Außerdem: Friedrich Küppersbusch kommentiert die Woche. Steffen Grimberg blickt sich angesichts der Initiative für eine Frauen-Quote in den Redaktionen um.

Hier Tom.

Welt, 27.02.2012

Die Mittelschicht erlebt gerade einen harten Anflug von Nostalgie: Nicht nur Ostalgie, auch Westalgie steht derzeit hoch im Kurs, man sehnt sich nach den siebziger und frühen achtziger Jahren zurück, als die Welt noch in Ordnung war, meinen Ulrich Machold und Hans Evert. "So kommt es, dass all die kapitalismuskritischen 'Forderungen' dieser Tage kaum Forderungen sind. Vielmehr werden sich Dinge weggewünscht: Weg mit Hartz, weg mit der Rente mit 67, mit der Bundeswehr in Afghanistan, mit dem Euro, weg mit den 'Spekulanten'. Auch die 'Occupy'-Gruppe nimmt im Grunde nur diesen Faden auf. Die Bewegung der Mittelschichtkinder des alten Westens will in erster Linie entfernen, was seit den 80ern das Leben verkompliziert hat."

Weitere Artikel: "Bratwurst-Provinznest" ruft Manuel Brug der Stadt Weimar zu, die 2014 offenbar Nike Wagners Kunstfest einstellen will. Gerhard Midding berichtet über die Verleihung des französischen Filmpreises César, bei dem "The Artist" gründlich abstaubte, während "Ziemlich beste Freunde", abgesehen vom César für Omar Sy, leer ausging. Thomas Kielinger stellt die neue Sonntagszeitung Murdochs, die Sun on Sunday vor.
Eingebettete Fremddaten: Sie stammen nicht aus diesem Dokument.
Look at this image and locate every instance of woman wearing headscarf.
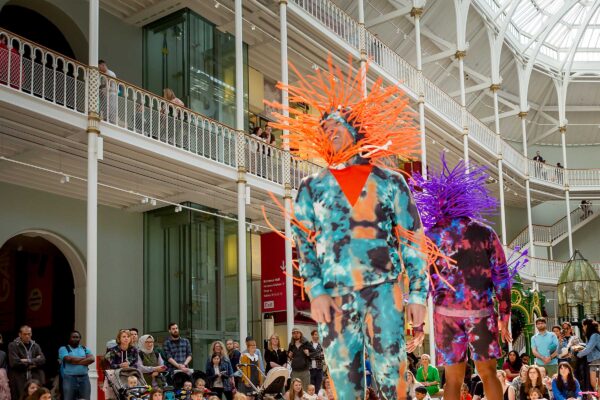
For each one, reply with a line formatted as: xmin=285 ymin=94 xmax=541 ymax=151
xmin=137 ymin=335 xmax=167 ymax=388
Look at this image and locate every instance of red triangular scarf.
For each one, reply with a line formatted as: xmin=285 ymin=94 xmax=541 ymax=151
xmin=330 ymin=164 xmax=373 ymax=207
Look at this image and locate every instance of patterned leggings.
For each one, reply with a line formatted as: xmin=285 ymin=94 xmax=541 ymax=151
xmin=318 ymin=282 xmax=408 ymax=400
Im Forum plädiert Gunnar Heinsohn für eine intelligentere Einwanderungspolitik in Deutschland: Wie in Kanada sollten man nicht nach -Einwanderern mit Qualifikationen suchen, die der Arbeitsmarkt gerade braucht, sondern jene, die "ein Maximum an Kompetenz für die jederzeitige eigenständige Kopfmodernisierung" haben.
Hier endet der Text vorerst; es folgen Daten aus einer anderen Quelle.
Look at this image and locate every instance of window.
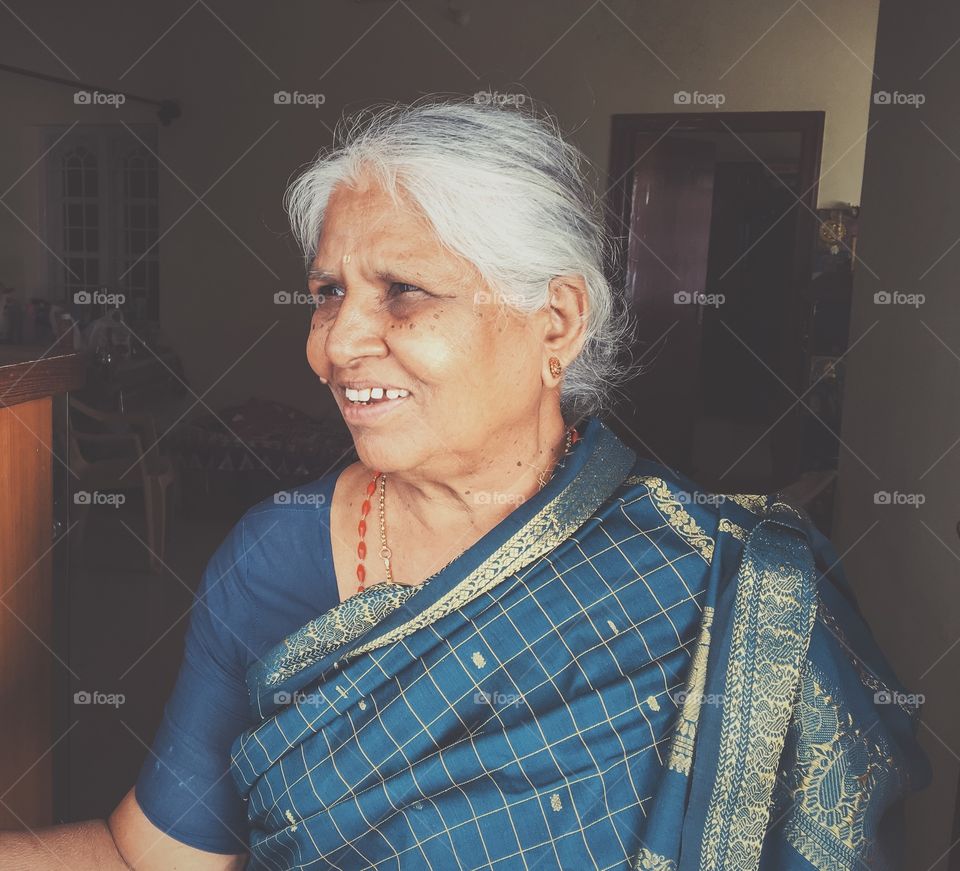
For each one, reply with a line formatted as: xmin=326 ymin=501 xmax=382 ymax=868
xmin=44 ymin=125 xmax=160 ymax=321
Besprochen werden die Ausstellung "Ich will ein Bauer werden" zu Kleists Schweiz-Aufenthalt im Kleistmuseum in Frankfurt an der Oder, Stephan Kimmigs Inszenierung des "Kirschgartens" am Deutschen Theater Berlin und eine CD der Berliner Band "Die Türen".

SZ, 27.02.2012

Klaus Kreiser vergleicht angesichts des durchschlagenden Erfolgs des türkischen Monumentalfilms "Fetih 1453", der die Eroberung Konstantinopels durch die Osmanen für propagandistische Zwecke ausschlachtet (vgl. auch die FR vom Samstag), die aktuelle Filmversion des Stoffs mit einer älteren aus den fünfziger Jahren: "Die beiden Istanbul-Filme von 1951 und 2012 sind Glieder einer Kette nationaler historischer Erzählungen, die mit dem Goldenen Zeitalter der Osmanen einen zuweilen eher intellektuellen, zuweilen eher ästhetisierenden und zunehmend auch einen populistisch-hemdsärmeligen Umgang betreiben. Wobei durchaus auffällt, dass die Osmanen, die Konstantinopel im Jahr 2012 erobern, deutlich islamischer gesonnen sind als ihre Vorgänger."

Weitere Artikel: Das Fernmeldegeheimnis "hat seinen Wert verloren", schlussfolgert Heribert Prantl nach der Meldung, dass deutsche Geheimdienste im vergangenen Jahr rund 37 Millionen E-Mails überprüft haben. Michael Stallknecht begeistert sich sehr für Jos van Immerseel und dessen Anima-Eterna-Orchester, das sich mit einem "ganzen Fuhrpark von Instrumenten" um die historische Aufführpraxis bei Konzerten verdient macht. Beim Tanzplattform-Festival in Dresden erlebte Dorion Weickmann vor allem starkes Ballett. In den "Nachrichten aus dem Netz" berichtet Michael Moorstedt von den auf Gawker geleakten Facebook-Guidelines, anhand derer outgesourcte Content-Moderatoren Löschungen (zum Besipeil von Bildern von stillenden Müttern oder schwulen Küssen) vornehmen sollen. Orhan Pamuk erinnert sich an den kürzlich verstorbenen Dmitri Nabokov. Stephan Handel schreibt den Nachruf auf den Musiker Maurice André, Fritz Göttler den auf den Schauspieler Erland Josephson.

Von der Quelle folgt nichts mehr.